The final product is a low-fidelity prototype. It listens to audio in the immediate vicinity via the onboard mic and transcribes what is said into text. The text is then printed at the bottom of a text box with the history accessible by scrolling upwards. This prototype works on the HoloLens and the HoloLens emulator. The scripts for the application were created using Visual Studio which were then imported to Unity. In Unity the visual assets were created and integrated with the scripts. Once the application was finished it was built using Unity and then run via Visual Studio. When using the emulator an auxiliary microphone is needed.

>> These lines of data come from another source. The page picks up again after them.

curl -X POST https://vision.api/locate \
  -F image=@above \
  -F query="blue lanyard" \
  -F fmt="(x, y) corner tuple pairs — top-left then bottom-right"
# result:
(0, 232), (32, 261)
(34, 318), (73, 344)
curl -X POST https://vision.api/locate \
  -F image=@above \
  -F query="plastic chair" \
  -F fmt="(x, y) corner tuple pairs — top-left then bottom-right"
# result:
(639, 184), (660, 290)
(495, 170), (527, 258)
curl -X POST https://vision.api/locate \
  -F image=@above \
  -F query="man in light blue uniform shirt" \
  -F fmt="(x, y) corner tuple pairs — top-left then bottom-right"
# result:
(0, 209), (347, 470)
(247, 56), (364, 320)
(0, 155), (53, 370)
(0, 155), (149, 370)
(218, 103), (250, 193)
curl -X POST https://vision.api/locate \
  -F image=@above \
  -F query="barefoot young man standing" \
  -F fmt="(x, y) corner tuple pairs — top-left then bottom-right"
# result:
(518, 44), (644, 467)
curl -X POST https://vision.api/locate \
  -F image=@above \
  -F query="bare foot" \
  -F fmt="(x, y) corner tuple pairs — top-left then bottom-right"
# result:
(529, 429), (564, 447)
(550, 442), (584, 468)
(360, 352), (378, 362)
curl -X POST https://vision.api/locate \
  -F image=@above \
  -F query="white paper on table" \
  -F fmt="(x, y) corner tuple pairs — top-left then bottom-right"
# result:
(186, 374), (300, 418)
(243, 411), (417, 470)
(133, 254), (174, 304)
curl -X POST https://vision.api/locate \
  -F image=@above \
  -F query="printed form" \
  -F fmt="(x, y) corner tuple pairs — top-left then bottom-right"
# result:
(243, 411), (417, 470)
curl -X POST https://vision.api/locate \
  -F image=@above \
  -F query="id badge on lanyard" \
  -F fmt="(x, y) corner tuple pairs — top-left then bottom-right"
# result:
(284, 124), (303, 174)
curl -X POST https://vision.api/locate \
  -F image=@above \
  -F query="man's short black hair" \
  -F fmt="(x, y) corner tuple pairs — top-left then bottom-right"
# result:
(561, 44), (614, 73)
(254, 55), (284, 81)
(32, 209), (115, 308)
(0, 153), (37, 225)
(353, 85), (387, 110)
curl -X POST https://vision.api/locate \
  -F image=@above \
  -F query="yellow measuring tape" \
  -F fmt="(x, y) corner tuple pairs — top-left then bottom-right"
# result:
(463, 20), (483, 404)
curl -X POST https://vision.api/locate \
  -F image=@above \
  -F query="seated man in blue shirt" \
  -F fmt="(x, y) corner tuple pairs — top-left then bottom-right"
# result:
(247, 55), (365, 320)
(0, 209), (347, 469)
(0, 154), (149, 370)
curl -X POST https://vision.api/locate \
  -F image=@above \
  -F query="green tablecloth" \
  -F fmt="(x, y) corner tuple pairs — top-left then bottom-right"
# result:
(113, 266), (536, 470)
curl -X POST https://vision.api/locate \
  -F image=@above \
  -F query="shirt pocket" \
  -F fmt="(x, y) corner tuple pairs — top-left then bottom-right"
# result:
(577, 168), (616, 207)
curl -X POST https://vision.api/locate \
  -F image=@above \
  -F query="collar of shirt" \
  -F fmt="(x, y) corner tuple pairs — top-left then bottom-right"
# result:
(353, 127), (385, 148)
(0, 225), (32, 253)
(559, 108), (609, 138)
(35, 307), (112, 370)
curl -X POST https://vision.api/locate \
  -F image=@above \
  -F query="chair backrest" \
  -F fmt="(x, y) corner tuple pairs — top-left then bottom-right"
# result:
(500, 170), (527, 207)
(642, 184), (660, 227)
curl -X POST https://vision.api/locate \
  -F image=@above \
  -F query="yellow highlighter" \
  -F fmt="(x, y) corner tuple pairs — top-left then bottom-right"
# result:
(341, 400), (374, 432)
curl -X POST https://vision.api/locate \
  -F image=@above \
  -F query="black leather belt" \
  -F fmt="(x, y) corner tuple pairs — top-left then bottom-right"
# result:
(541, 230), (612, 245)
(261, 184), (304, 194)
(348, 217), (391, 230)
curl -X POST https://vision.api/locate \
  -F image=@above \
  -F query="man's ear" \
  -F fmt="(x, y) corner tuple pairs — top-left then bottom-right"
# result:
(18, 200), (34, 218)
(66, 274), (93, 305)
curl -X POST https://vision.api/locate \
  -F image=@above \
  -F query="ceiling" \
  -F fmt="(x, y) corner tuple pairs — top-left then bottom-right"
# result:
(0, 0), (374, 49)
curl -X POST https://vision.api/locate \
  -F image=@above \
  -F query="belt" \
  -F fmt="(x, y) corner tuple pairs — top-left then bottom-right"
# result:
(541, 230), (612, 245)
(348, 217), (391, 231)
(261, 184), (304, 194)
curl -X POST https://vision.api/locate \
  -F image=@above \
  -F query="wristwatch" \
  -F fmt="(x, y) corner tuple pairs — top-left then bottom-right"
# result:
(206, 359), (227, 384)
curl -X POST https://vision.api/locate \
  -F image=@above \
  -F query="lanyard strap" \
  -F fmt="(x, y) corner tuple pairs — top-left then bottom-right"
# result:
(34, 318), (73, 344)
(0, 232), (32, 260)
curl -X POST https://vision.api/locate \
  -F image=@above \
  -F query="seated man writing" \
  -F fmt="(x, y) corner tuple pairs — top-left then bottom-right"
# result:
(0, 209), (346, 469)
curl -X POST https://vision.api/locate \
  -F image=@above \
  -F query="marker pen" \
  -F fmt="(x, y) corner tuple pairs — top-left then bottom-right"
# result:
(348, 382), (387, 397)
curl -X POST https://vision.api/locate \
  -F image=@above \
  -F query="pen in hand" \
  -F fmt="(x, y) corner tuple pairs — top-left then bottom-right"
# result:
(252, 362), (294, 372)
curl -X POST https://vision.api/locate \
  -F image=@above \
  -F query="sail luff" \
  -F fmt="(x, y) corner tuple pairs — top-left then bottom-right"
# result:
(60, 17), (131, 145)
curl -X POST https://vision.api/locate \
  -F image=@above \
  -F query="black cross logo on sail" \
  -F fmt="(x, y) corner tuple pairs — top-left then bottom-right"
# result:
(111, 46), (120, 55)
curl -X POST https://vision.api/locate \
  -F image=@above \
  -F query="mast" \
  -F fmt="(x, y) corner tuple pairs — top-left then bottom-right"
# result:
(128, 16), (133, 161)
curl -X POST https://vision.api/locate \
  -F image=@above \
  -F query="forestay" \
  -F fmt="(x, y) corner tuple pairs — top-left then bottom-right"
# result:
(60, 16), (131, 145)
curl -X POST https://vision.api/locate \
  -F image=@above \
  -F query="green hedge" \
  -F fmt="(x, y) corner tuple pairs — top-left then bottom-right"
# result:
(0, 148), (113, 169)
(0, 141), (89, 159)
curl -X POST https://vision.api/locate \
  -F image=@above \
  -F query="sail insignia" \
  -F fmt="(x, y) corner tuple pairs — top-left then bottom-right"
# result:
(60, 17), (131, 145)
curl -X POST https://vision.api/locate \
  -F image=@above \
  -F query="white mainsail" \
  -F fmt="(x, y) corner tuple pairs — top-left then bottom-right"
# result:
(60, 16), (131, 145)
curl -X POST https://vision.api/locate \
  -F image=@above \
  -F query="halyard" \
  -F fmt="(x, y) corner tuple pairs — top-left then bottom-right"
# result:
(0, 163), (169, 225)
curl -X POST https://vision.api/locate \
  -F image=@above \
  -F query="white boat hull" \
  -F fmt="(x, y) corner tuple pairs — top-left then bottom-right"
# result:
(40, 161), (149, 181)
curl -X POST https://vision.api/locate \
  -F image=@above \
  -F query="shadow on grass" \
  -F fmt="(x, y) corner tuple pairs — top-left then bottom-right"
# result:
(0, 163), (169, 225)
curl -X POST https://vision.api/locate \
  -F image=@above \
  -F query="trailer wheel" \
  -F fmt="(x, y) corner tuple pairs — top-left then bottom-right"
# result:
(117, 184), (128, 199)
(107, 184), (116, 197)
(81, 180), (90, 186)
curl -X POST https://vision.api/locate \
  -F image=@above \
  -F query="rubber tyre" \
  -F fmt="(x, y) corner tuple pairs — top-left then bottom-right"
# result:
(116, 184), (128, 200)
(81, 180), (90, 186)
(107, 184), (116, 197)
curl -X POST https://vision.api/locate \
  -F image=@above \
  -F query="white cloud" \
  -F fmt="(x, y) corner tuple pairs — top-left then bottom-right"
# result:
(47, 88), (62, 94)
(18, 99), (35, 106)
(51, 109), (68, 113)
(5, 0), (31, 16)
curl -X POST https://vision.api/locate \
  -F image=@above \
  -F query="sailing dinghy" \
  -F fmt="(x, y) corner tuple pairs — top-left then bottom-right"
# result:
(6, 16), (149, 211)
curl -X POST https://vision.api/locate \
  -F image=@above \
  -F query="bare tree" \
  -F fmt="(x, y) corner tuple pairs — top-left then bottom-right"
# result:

A mockup of the proposed UI is shown below.

Reflection

It took 7-8 months to complete both iterations of the project. During this time I learned just how difficult a deprecated API can be and how important it is to maintain documentation of a project.

One challenge was taking on all the roles by myself. This was a time consuming project from start to finish and doing it by myself was demanding. However, through my perseverance I gained several valuable skills. Experience creating AR apps, using Unity, prepping machines for virtualization, learning C#, creating virtual assets, and adapting to challenging research situations.

If I could do anything differently I would have opted for the HoloLens 2 and made do with the emulator. The documentation was far more complete, the hardware was more advanced, and the online communities are more active.